CHA News Article

CMS Releases New State Innovation Waiver Concepts

Yesterday, the Centers for Medicare & Medicaid Services (CMS) released four new waiver concepts that illustrate how states might take advantage of new flexibilities provided in recently released guidance related to Section 1332 state innovation waivers established under the Patient Protection and Affordable Care Act. 

The four waiver concepts — account-based subsidies, state-specific premium assistance, adjusted plan options and risk stabilization strategies — are described in CMS’ discussion paper and fact sheet

States are not required to use these concepts in their waiver applications, but those that do may use them alone or in combination with other concepts, state proposals or policy changes. To gain CMS approval, states’ waiver applications must meet Section 1332 statutory requirements, including the four guardrails — comprehensiveness, affordability, coverage and federal deficit neutrality — established by previous CMS guidance. However, CMS notes it cannot determine whether a waiver proposal meets the guardrails until it receives a specific proposal. In its discussion paper, CMS notes many significant operational questions states should address in pursuing a more complex waiver, and continues to encourage states to propose other innovative approaches to meet their populations’ unique needs.

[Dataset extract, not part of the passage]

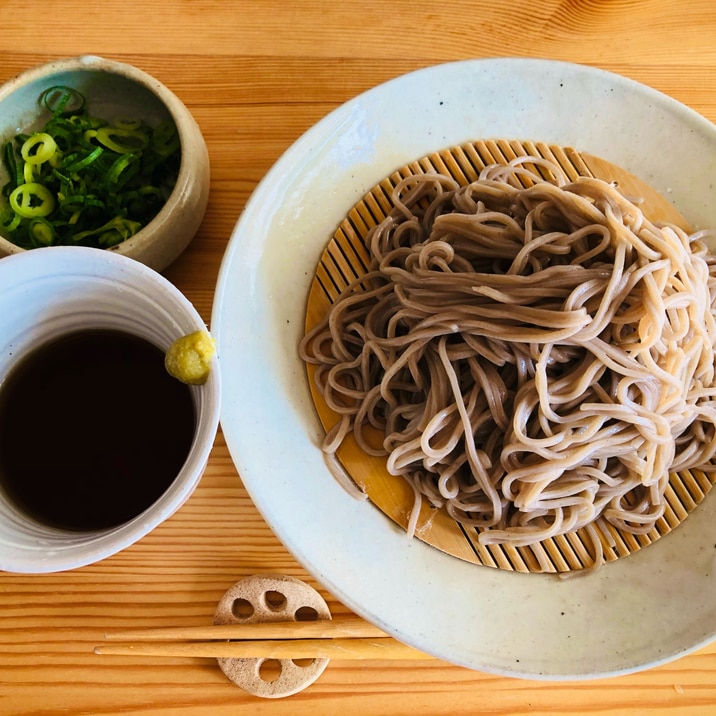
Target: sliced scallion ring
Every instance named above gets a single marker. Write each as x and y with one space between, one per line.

Pursuant to Assembly Bill 1810 (Chapter 34, Statutes of 2018) Covered California is currently exploring options — in consultation with stakeholders including CHA  — for providing financial assistance to help low- and middle-income Californians access health care coverage. Covered California will report options to the Legislature, Governor and Council on Health Care Delivery Systems by Feb. 1, 2019. The report will include options that do not require a federal waiver authorized under Section 1332, as well as options to assist low-income individuals who are spending a significant percentage of their income on premiums, even with federal financial assistance, and individuals with an annual income of up to 600 percent of the federal poverty level. Covered California is also required to consider maximizing all available federal funding and, in consultation with the California Department of Health Care Services, determine whether federal financial participation for the Medi-Cal program would otherwise be jeopardized.